KILL YOUR DARLINGS
- December 09, 2020
- by
- Aadmin
Kill your Darlings was fucking beautiful.
Apparently, I have a weakness for intelligent characters who write and drink and go down the path of realizing a literary revolution by tearing down conventions and every single value traditional institutions sanctify. I love to see them creating something new, joyful, authentic. I want to see them set the world on fire. I want to see them shock and appall people who have long forgotten what life is all about. I love to be captivated and inspired by that, inspired to be creative myself but above all, to live, to squeeze out every tiny bit of life of a seemingly monotonous everyday life. To ‘suck out the marrow of life’. I don’t care how cliché it sounds because I it has an immense emotional impact on me. That’s the reason why ‘Dead Poets Society’ is one of my favorite movies of all time. And even though the movie’s plot is quite different, there are a lot of parallels theme wise.
I’m not gonna lie, it took me a while to stop seeing the boy who lived and start being able to perceive a young Allen Ginsberg starting his college life in Columbia. The university is quite like the boy’s school in Dead Poets Society: ruled by old grumpy men who want to teach nothing but conformity and traditional standards and poems which follow a certain scheme and ‘proper’ language and all of that utterly boring and depressing stuff. As a poet, of course I was able to see myself in Ginsberg being dragged into a colorful world of obsession and adventure and paradigm shifts and freedom and mind-expanding drugs by no one less than the incredibly charismatic and mysterious and obviously mesmerizing Lucien Carr. I loved to see the literary references but also the references to real people.

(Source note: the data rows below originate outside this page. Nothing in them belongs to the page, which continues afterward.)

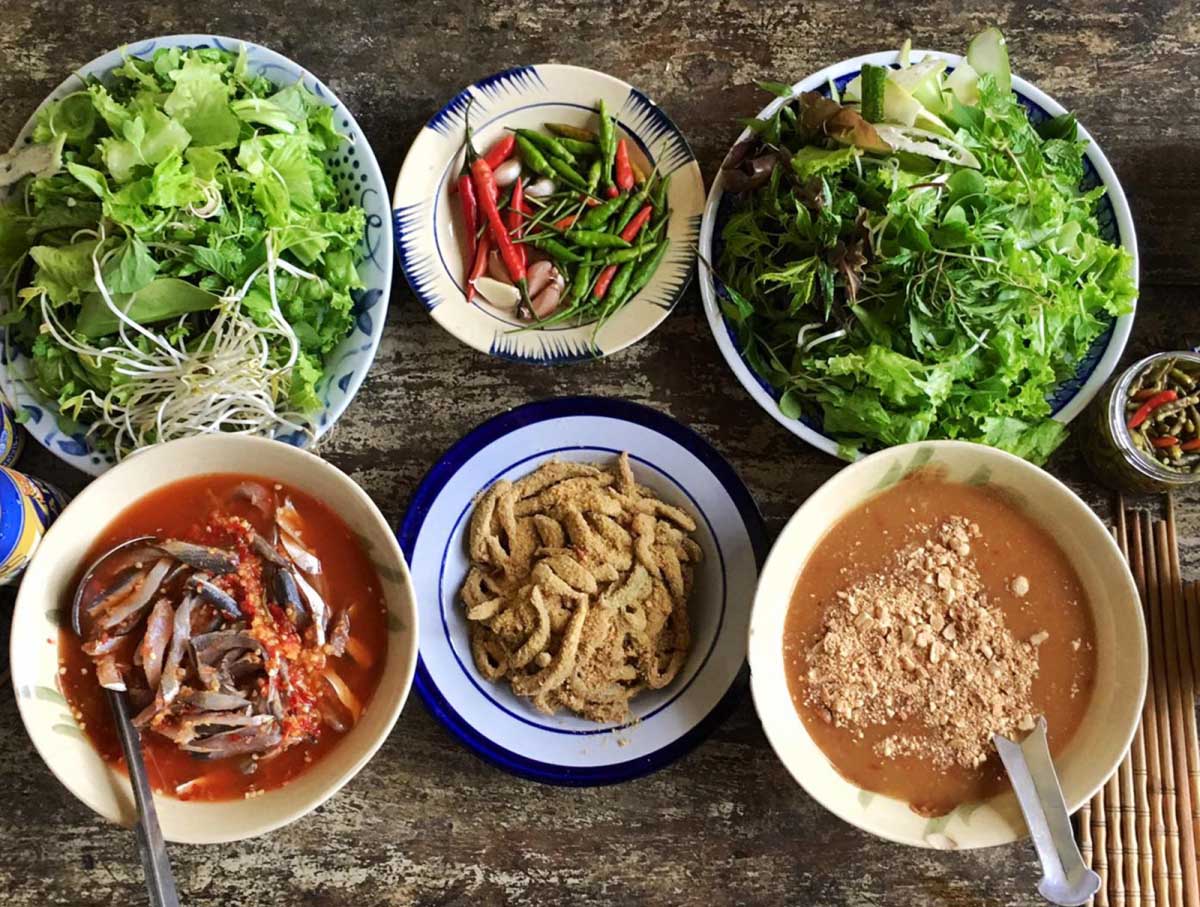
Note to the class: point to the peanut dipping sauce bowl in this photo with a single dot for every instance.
(1121, 668)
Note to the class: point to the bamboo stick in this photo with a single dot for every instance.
(1101, 850)
(1159, 882)
(1129, 850)
(1192, 616)
(1140, 776)
(1163, 718)
(1183, 718)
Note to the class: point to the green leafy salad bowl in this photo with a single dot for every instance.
(193, 238)
(916, 247)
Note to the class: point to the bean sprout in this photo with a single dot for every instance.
(222, 380)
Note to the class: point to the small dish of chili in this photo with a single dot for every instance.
(259, 619)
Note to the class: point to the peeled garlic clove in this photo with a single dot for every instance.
(540, 188)
(502, 295)
(508, 172)
(546, 301)
(539, 275)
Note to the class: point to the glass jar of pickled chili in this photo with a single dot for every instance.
(1141, 433)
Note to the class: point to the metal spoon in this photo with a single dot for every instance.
(155, 863)
(1065, 878)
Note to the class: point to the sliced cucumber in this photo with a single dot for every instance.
(923, 80)
(853, 91)
(874, 88)
(964, 82)
(988, 54)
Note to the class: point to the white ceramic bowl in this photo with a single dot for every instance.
(427, 228)
(1111, 718)
(48, 584)
(683, 469)
(1115, 220)
(359, 181)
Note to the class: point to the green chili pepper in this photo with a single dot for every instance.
(647, 268)
(580, 149)
(547, 144)
(660, 196)
(568, 173)
(628, 254)
(599, 215)
(533, 158)
(633, 205)
(557, 250)
(597, 239)
(607, 144)
(582, 280)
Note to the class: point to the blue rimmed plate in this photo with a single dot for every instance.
(358, 180)
(427, 232)
(1113, 215)
(684, 469)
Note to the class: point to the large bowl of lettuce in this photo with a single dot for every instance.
(919, 245)
(193, 238)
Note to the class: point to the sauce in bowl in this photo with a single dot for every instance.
(304, 685)
(927, 619)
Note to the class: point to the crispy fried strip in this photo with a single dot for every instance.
(561, 666)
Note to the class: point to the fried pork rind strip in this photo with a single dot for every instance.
(577, 592)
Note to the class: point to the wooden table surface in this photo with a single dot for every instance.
(426, 822)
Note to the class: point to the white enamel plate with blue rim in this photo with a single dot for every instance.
(429, 229)
(1113, 214)
(359, 181)
(683, 469)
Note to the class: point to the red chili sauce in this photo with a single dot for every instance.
(214, 510)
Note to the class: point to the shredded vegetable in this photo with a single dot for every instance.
(183, 263)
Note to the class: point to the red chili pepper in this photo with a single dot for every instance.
(635, 226)
(496, 155)
(514, 262)
(1150, 406)
(624, 170)
(502, 150)
(480, 264)
(514, 216)
(603, 281)
(469, 208)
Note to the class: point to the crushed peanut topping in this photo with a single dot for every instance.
(922, 644)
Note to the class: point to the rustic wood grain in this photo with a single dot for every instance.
(426, 822)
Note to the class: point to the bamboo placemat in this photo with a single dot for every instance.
(1141, 829)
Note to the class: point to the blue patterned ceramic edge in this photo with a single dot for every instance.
(358, 179)
(1071, 396)
(426, 227)
(480, 438)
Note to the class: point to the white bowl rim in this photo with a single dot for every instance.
(96, 490)
(411, 167)
(1122, 326)
(815, 502)
(375, 176)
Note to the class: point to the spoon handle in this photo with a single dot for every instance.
(155, 863)
(1066, 880)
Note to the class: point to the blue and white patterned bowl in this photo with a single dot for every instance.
(1114, 216)
(358, 179)
(427, 230)
(683, 469)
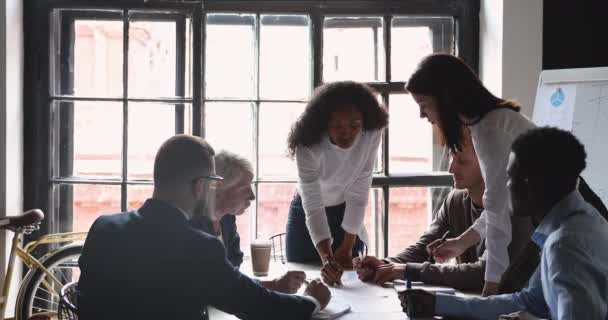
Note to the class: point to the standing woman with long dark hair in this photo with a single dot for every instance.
(451, 96)
(335, 144)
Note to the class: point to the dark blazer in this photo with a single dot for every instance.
(230, 236)
(152, 264)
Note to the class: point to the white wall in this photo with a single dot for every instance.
(11, 120)
(511, 46)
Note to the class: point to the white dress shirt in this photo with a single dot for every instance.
(492, 139)
(329, 175)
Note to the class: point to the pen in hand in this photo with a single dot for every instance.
(442, 240)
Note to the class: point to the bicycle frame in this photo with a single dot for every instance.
(25, 253)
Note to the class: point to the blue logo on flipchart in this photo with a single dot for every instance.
(558, 97)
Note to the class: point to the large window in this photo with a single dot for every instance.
(118, 79)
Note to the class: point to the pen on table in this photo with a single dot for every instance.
(334, 265)
(410, 305)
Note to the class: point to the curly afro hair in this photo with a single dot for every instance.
(312, 124)
(551, 156)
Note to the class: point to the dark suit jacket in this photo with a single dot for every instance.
(151, 264)
(230, 236)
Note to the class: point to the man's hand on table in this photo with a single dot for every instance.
(319, 291)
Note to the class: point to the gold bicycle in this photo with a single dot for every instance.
(39, 292)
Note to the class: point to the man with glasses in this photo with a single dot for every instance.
(152, 264)
(232, 198)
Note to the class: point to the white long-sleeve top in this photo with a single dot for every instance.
(329, 175)
(492, 139)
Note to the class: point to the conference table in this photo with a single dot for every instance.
(367, 301)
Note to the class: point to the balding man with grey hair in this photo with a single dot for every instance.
(150, 263)
(233, 197)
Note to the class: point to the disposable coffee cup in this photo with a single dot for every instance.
(260, 257)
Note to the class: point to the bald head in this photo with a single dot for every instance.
(180, 159)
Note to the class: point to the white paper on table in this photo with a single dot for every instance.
(361, 296)
(335, 309)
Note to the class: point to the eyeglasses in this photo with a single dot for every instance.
(214, 180)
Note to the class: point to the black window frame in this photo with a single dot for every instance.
(38, 72)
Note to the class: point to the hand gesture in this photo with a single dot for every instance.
(319, 291)
(443, 251)
(344, 256)
(290, 282)
(366, 268)
(389, 272)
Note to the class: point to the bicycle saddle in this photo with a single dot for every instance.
(27, 218)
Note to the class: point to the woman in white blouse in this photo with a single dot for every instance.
(451, 96)
(335, 144)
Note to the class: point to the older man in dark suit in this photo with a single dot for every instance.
(152, 264)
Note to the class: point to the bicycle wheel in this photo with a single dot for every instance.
(34, 297)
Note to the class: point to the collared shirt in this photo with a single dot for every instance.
(570, 283)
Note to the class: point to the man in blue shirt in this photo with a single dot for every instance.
(571, 281)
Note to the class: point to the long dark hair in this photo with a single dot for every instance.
(312, 124)
(458, 92)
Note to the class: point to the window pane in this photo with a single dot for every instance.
(285, 58)
(410, 213)
(137, 195)
(243, 224)
(273, 205)
(229, 126)
(410, 137)
(97, 60)
(353, 49)
(230, 56)
(150, 124)
(84, 203)
(411, 41)
(88, 139)
(152, 59)
(275, 123)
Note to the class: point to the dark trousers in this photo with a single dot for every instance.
(298, 244)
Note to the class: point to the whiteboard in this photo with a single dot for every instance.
(577, 100)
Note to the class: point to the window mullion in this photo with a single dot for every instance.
(199, 33)
(180, 72)
(125, 110)
(316, 34)
(256, 124)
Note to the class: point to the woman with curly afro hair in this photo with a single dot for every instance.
(335, 144)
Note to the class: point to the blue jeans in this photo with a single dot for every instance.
(298, 244)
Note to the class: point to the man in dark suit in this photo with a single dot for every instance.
(152, 264)
(232, 199)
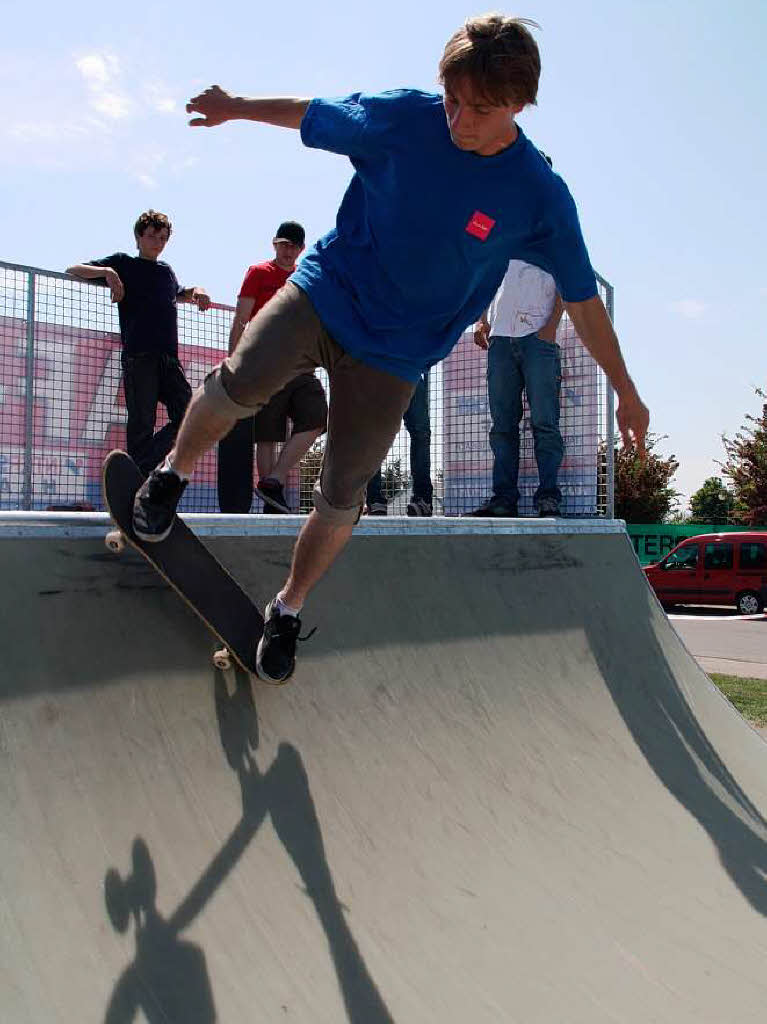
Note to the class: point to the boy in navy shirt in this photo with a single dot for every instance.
(371, 305)
(146, 292)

The movie is based on a real story that took place in the 1940s between Allen Ginsberg, Jack Keroac and Lucien Carr who murdered someone all of the guys knew. It gets so intense and tragic at times and the movie never failed to hold my attention. It was pretty interesting to see a part of Ginsberg’s life and the hour of birth of the Beat Generation realized cinematically. It is directed by John Krokidas and pretty impressive for a debut work! The script, the music, the shots, the colors, every little piece of this work of art supports the emotions that are supposed to be evoked at certain scenes perfectly.
I’m listening to the soundtrack constantly and I definitely got motivated to read, write and do more research on the guys and some of their works. This one definitely surprised me positively, absolutely recommendable!